July 10, 2019 - As buzzwords go, “machine learning” is definitely having its moment. But don’t think it’s a new phenomenon.
ML, as it’s known, is a pretty old branch of artificial intelligence. Its origins are rooted in the 1950s, when IBM’s Arthur Samuel wrote some of the very first programs that could learn how to play checkers without being explicitly instructed in how to do so. But it has taken decades for machine learning to really take off, and only in the last few years has it moved out laboratories and into products and businesses.
Unsupervised and unguided learning
At its core, machine learning seeks to cut humans out of the programming process.
Ordinarily, humans learn from analyzing information about past experiences. So, ML posits, what if you could program a computer to do the same thing, and learn how to perform tasks – even making judgement calls about ambiguous situations – without direct human supervision or guidance?
That’s machine learning in a nutshell – creating systems that learn to identify patterns in data and then make decisions with minimal human involvement.

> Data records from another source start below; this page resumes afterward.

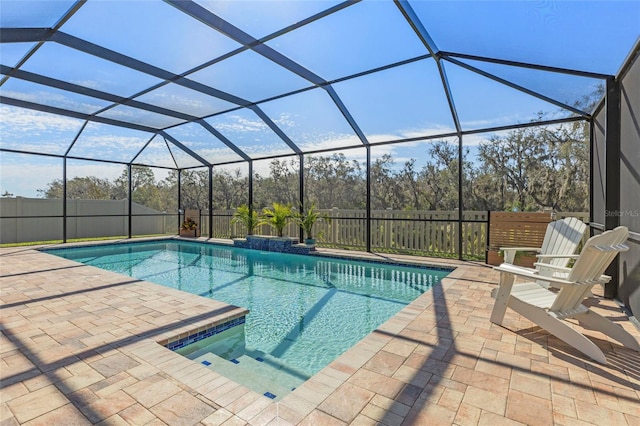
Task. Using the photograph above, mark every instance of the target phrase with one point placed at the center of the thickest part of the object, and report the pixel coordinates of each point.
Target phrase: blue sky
(396, 103)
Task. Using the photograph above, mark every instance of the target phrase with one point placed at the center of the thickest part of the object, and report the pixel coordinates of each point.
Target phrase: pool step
(258, 375)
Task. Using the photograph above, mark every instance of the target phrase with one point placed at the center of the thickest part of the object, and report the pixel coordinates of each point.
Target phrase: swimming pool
(304, 310)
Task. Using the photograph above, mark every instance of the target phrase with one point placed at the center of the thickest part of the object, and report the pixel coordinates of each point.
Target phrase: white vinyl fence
(35, 219)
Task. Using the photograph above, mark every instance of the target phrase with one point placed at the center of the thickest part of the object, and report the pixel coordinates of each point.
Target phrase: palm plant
(248, 217)
(307, 218)
(277, 216)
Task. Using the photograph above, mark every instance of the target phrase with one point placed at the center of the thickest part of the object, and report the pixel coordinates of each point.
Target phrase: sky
(395, 103)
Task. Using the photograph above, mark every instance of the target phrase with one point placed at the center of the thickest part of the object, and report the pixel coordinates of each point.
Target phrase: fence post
(334, 225)
(486, 249)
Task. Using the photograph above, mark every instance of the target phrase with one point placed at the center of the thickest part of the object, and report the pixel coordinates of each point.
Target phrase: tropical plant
(248, 217)
(189, 224)
(307, 218)
(277, 216)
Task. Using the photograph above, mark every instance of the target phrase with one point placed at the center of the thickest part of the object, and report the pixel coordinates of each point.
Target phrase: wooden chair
(549, 309)
(561, 240)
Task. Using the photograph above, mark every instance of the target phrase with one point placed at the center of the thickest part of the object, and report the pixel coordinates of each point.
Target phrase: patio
(79, 347)
(383, 115)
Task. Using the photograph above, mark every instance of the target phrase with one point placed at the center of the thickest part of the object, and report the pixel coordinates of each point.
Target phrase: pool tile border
(198, 335)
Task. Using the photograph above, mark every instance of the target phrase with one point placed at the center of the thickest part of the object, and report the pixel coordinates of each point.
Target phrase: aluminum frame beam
(213, 21)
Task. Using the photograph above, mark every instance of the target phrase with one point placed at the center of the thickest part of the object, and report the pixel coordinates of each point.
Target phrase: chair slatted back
(563, 237)
(597, 254)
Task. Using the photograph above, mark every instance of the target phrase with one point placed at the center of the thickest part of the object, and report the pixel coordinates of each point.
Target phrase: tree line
(527, 169)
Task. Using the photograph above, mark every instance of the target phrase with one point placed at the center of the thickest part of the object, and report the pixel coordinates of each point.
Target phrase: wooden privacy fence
(521, 229)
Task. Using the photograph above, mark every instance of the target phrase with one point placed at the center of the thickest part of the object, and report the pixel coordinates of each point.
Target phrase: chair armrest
(557, 256)
(549, 266)
(522, 272)
(510, 252)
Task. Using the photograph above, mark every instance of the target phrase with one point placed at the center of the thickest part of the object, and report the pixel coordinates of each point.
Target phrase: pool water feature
(304, 311)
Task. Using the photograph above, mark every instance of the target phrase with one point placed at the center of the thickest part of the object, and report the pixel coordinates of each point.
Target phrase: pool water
(304, 310)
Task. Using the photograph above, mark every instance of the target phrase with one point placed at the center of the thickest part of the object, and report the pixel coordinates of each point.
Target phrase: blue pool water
(304, 310)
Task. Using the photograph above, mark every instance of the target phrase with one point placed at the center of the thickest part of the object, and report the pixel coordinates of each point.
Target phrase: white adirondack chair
(548, 309)
(560, 242)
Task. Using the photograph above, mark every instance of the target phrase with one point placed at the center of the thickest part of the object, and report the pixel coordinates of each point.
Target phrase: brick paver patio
(79, 346)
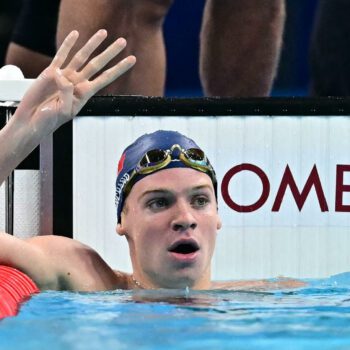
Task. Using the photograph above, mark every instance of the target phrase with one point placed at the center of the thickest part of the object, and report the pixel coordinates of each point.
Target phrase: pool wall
(285, 167)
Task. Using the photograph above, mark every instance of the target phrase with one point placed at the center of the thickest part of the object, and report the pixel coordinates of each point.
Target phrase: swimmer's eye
(158, 203)
(200, 201)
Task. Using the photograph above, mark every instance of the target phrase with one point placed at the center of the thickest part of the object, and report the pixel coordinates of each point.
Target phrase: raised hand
(64, 87)
(57, 96)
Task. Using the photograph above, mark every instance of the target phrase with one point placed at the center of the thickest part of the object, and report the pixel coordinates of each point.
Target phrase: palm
(59, 93)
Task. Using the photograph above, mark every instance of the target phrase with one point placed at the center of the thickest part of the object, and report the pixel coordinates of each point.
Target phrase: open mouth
(184, 247)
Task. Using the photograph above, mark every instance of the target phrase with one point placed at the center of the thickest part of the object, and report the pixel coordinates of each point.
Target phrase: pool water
(315, 317)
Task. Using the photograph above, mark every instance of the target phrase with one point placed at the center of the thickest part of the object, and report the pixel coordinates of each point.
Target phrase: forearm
(17, 140)
(241, 42)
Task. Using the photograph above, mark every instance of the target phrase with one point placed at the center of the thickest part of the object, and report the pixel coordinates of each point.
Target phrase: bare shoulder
(79, 267)
(260, 285)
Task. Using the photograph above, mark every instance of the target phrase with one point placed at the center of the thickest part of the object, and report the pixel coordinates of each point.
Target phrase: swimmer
(166, 194)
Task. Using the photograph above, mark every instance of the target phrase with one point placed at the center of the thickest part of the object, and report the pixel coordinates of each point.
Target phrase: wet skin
(170, 220)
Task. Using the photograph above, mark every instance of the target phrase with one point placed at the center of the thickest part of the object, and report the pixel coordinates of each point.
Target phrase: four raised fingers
(82, 56)
(64, 49)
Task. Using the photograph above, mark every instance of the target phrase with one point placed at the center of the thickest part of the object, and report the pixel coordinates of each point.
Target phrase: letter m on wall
(300, 197)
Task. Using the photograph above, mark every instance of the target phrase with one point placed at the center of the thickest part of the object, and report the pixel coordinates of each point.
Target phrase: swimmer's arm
(58, 95)
(58, 263)
(29, 259)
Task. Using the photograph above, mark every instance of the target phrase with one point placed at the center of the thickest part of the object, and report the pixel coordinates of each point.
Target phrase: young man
(165, 193)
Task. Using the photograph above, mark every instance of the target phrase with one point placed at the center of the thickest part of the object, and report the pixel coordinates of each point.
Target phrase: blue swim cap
(132, 155)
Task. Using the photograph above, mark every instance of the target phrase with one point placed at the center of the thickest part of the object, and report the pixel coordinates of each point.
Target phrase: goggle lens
(195, 154)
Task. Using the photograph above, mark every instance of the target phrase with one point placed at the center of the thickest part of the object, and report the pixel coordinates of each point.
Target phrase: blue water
(315, 317)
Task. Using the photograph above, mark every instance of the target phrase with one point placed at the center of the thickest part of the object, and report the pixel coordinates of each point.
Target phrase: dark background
(182, 33)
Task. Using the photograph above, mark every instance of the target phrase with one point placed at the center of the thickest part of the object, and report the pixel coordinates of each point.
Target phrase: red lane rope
(15, 287)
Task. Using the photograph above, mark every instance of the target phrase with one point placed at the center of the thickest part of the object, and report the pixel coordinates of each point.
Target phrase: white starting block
(26, 197)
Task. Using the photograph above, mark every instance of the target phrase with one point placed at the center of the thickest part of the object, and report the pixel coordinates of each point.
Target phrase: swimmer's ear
(219, 222)
(120, 229)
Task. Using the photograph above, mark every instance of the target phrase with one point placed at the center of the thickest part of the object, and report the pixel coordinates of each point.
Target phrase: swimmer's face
(170, 220)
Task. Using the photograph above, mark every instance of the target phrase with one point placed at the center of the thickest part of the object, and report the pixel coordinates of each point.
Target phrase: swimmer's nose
(183, 218)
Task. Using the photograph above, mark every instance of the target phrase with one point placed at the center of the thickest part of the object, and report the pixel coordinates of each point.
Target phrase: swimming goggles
(157, 159)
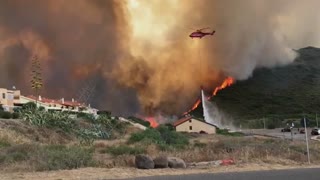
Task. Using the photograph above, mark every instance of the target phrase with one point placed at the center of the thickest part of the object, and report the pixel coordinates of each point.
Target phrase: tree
(36, 80)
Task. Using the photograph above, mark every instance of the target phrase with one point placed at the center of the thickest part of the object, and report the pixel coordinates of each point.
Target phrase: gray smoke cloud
(76, 42)
(139, 52)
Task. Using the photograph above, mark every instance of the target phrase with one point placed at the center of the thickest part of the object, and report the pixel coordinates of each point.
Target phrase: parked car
(286, 129)
(315, 131)
(302, 131)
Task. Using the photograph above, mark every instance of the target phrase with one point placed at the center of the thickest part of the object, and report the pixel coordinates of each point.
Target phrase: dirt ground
(120, 173)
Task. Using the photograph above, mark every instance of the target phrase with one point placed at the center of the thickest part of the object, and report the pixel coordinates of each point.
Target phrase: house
(59, 105)
(193, 125)
(8, 98)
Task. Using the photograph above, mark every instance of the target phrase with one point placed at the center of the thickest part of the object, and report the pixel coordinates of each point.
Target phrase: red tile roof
(66, 103)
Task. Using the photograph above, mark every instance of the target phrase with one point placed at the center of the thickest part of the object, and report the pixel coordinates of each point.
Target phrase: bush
(50, 157)
(29, 105)
(149, 134)
(271, 126)
(6, 115)
(4, 143)
(41, 108)
(15, 115)
(139, 121)
(161, 136)
(122, 149)
(55, 157)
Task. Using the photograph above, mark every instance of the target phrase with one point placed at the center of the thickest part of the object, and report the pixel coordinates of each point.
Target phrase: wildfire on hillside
(152, 121)
(226, 83)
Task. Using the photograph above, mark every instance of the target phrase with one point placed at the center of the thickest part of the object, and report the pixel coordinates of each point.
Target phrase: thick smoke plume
(139, 52)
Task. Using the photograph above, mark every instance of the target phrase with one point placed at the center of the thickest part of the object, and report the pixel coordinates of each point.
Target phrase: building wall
(195, 126)
(8, 97)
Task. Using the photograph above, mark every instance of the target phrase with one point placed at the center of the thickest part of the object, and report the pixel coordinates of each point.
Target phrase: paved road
(295, 174)
(278, 133)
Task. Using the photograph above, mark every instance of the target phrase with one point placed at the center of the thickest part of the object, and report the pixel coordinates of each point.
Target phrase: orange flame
(227, 82)
(193, 107)
(152, 121)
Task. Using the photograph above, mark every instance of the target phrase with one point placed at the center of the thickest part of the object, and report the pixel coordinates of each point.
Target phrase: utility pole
(317, 120)
(306, 133)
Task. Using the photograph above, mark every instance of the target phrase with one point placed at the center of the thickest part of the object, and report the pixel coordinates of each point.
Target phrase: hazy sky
(138, 51)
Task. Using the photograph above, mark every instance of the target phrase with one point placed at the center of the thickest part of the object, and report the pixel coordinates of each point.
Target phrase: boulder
(175, 162)
(161, 162)
(144, 162)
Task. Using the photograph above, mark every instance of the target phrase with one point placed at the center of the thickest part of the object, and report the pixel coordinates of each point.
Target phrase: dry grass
(241, 149)
(122, 173)
(18, 132)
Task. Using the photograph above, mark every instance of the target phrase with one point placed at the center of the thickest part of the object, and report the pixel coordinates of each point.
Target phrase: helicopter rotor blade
(204, 28)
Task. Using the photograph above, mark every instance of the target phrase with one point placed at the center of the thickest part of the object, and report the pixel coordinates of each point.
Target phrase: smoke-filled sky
(138, 51)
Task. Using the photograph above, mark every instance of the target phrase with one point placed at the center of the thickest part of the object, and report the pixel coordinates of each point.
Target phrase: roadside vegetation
(41, 140)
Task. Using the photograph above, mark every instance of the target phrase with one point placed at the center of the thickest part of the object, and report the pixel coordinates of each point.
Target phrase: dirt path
(119, 173)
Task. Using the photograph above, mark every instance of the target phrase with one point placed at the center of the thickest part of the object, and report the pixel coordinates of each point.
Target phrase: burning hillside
(226, 83)
(138, 51)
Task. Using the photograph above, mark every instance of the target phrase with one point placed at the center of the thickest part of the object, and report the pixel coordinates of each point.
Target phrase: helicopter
(200, 34)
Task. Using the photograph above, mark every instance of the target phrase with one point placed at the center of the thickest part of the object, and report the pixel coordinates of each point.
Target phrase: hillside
(280, 93)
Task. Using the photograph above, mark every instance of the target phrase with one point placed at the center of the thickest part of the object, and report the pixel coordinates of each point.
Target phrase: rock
(144, 162)
(161, 162)
(175, 162)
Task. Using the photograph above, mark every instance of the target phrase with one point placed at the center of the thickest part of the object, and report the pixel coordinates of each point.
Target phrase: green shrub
(55, 157)
(271, 126)
(29, 105)
(172, 137)
(161, 136)
(149, 134)
(139, 121)
(199, 144)
(6, 115)
(48, 157)
(15, 115)
(122, 149)
(4, 143)
(41, 108)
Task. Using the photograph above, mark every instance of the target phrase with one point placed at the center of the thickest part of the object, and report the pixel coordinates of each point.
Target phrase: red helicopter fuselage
(200, 34)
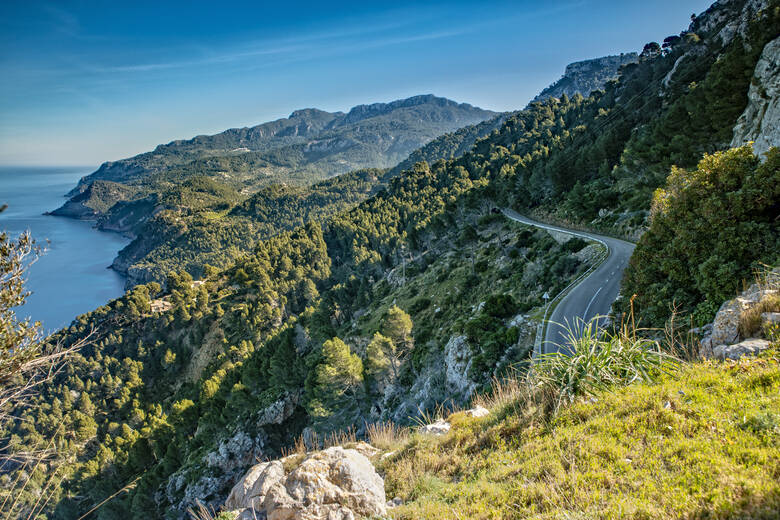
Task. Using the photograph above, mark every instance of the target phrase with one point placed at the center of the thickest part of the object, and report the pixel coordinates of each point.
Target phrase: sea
(71, 276)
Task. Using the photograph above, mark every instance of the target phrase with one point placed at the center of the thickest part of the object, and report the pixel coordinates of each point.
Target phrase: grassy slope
(702, 442)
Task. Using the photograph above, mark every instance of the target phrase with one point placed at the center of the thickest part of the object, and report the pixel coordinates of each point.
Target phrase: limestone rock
(278, 411)
(749, 347)
(440, 427)
(760, 122)
(336, 483)
(251, 490)
(457, 362)
(770, 319)
(479, 411)
(725, 326)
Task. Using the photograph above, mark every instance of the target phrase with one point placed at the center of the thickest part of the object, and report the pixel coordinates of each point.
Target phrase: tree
(379, 353)
(337, 382)
(398, 327)
(709, 228)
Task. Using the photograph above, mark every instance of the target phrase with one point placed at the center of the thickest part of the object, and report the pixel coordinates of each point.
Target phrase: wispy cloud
(308, 46)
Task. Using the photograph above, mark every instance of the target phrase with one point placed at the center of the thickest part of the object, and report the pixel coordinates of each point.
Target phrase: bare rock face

There are a number of machine learning models in use today, each optimized for a specific kind of problem.
Algorithm seeking answers
Programmers use a technique called supervised learning, for example, when you start with a wealth of historical data and can easily train the computer on what the right answer looks like.
The algorithm can match the input with the expected output, and adjust how its model works when humans tell it if it got the right answer or not.
Unsupervised learning, in contrast, is when the data set doesn’t include the answers – so humans don’t tell the algorithm when it has the right answer. Instead, it figures that out on its own.
These techniques – and others – result in a fascinating product: Computer programs that no human being fully understands.
We know the underlying processes, to be sure. But exactly why a machine learning algorithm makes a specific choice? That simply can’t be reverse engineered; it’s too complicated.
And machine learning is having a heyday right now, acting as a fundamental part of many products and services that define 21st century life ranging from the audacious to the mundane.
Self-driving cars, for example, could not exist without machine learning. It’s also the core technology behind recommendation engines (like the ones used by Amazon and Netflix, for example), as well as AI personal assistants, traffic routing predictions in programs like Google Maps, the ability to recognize what “spam” is in email spam filtering tools, and the online fraud detection used by financial institutions.
Indeed, machine learning is being put to use in a large number of industries and business sectors.
Municipalities are putting machine learning to use in public works and utilities, for example, letting self-learning algorithms find ways to reduce waste, increase efficiency, and identify fraud.
Healthcare providers are looking for opportunities to leverage wearable sensors and other health devices by letting machine learning systems identify health trends and to flag problems.
Processing much more data
In this way, software can process vastly more data than human doctors ever could, and do it more effectively than programs rigidly designed to assess health without learning over time.
Speaking of learning over time, machine learning algorithms can get better at what they do over time, as they continuously review additional data.
In the financial sector, banks and other financial institutions rely on machine learning systems to find investment opportunities, make trade recommendations, and to find theft, fraud, and other abuse.
And don’t ignore perhaps the biggest opportunity for machine learning: In retail.
Retailers use this tech to analyze sales and demographic data for marketing, to deliver personalized experiences to customers, for price optimization, supply chain planning, and more.
The future of business
The future for business includes machine learning. The last decade is defined by major ML milestones – like the Netflix Prize in 2006 (a machine learning competition to improve the company’s recommendation engine) and Watson beating a human at Jeopardy in 2011.
And with an ever-increasing reliance on big data and an IoT packed with sensors, it can’t possibly be any other way.